The accelerators, more than two years in the works, will be installed in a secured, radiation-sealed production facility NorthStar has invested $80 million to build off Gateway Boulevard in Beloit.

Pending regulatory approval that officials said could come in late 2022, the new equipment will broaden NorthStar's production of the bone- and tissue-illuminating medical testing drug moly-99 to two facilities: Beloit and Missouri.

For the last two years, NorthStar has been commercially producing medical moly-99 using a government-owned nuclear reactor in Columbia, Missouri.

NorthStar is one of the only domestic producers of moly-99 in the U.S., and its supply to the U.S. medical market has addressed a critical shortage in radioisotopes over the last decade as the handful of government nuclear reactors used for radioisotope production continues to age.

NorthStar's production capability in Beloit and Missouri will provide more reliable, seamless capacity for the supply of moly-99 and other isotopes, Merrick said.

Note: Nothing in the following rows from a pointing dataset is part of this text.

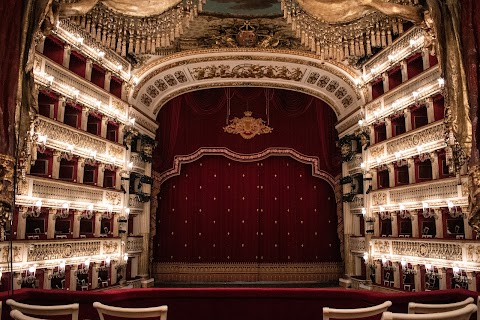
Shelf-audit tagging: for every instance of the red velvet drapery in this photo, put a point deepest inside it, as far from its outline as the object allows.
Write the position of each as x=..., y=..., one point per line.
x=273, y=210
x=195, y=120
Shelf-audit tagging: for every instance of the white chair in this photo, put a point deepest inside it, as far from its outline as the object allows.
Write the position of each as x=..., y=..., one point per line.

Meanwhile, SHINE Medical Technologies is running and gunning on its own medical radioisotope production projects.

After more than a decade of planning, development and federal nuclear regulatory vetting, the Janesville company is now deep into the buildout of its landmark development: a 45,000-square-foot moly-99 production plant off Highway 51 on Janesville's south side.

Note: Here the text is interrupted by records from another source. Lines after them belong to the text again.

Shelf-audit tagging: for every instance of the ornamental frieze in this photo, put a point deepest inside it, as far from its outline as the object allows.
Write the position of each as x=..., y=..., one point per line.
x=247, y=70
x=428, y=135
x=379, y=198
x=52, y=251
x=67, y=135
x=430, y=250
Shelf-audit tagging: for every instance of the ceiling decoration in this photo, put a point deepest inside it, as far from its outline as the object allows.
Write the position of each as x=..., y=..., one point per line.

The facility is set to ramp up commercial production of moly-99 by late 2022, using eight of SHINE's own particle accelerators at a scale that CEO Greg Piefer said could provide the lion's share of the global supply of moly-99.

In tandem, SHINE is building its new corporate headquarters and a therapeutic isotope production facility on the same campus in Janesville.

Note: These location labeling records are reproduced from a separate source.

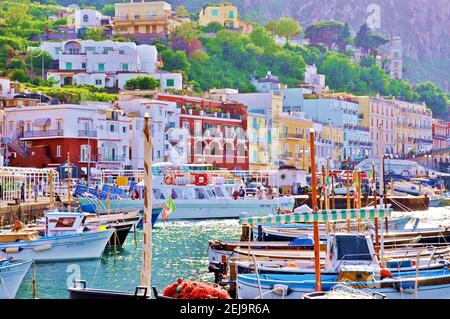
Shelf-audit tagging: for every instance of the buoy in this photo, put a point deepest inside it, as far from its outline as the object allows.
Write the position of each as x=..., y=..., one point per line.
x=13, y=250
x=42, y=247
x=385, y=273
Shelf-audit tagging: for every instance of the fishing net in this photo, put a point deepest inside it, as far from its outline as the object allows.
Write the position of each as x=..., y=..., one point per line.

This month, Piefer said SHINE is using one of its particle accelerators to begin commercial production of Lutetium-177, one of a field of cancer-treatment drugs the company aims to produce with moly-99.

On Tuesday, as a huge crane pulled a wooden box the size of a one-car garage off one of NorthStar's new particle accelerators, Chief Science Officer Jim Harvey waved a university white paper from research he'd written in 2008.

Harvey said the research, now 13 years old, proved that not only is it possible for nuclear medicine to be produced using particle accelerators, but that the technology could operate on a commercial scale.

"We've gone a long way since then," Harvey said, motioning toward the two large accelerators that loomed behind him like giant, space-age carnival rides.

On Tuesday, SHINE announced that it has reunited via a merger with Fitchburg-based nuclear fusion technology firm Phoenix LLC, a company Piefer founded in 2005.

Piefer said the reuniting of the two companies that split off years ago will allow SHINE and Phoenix to coordinate and develop long-term projects, including clean fusion energy production and the recycling of nuclear waste generated at nuclear power plants.

He called those future prospects "alchemy" and said the potential of clean nuclear energy through fusion technology could change the course of humanity as much as the prehistoric discovery of fire.

Pointing to the more immediate, overarching picture—Rock County as an emerging center for nuclear medicine—Piefer on Tuesday tipped his cap to his competitor, NorthStar.

He said the arrival of NorthStar's nuclear accelerators Tuesday, and NorthStar's own future in producing radioisotope medicines, will help galvanize Rock County as a center for health care-based nuclear technology.

As the world emerges from the COVID-19 pandemic, Piefer said millions of people have deferred health care amid a strain on health care systems globally. There's a possibility of a new epidemic of untreated chronic diseases.

In the months to come, Piefer said, Rock County will become a vital link in the delivery of nuclear medicines, regardless of whether they're produced at SHINE or NorthStar.

"It will be the global hub," he said. "This is it. This is going to be the new center, and it's exciting."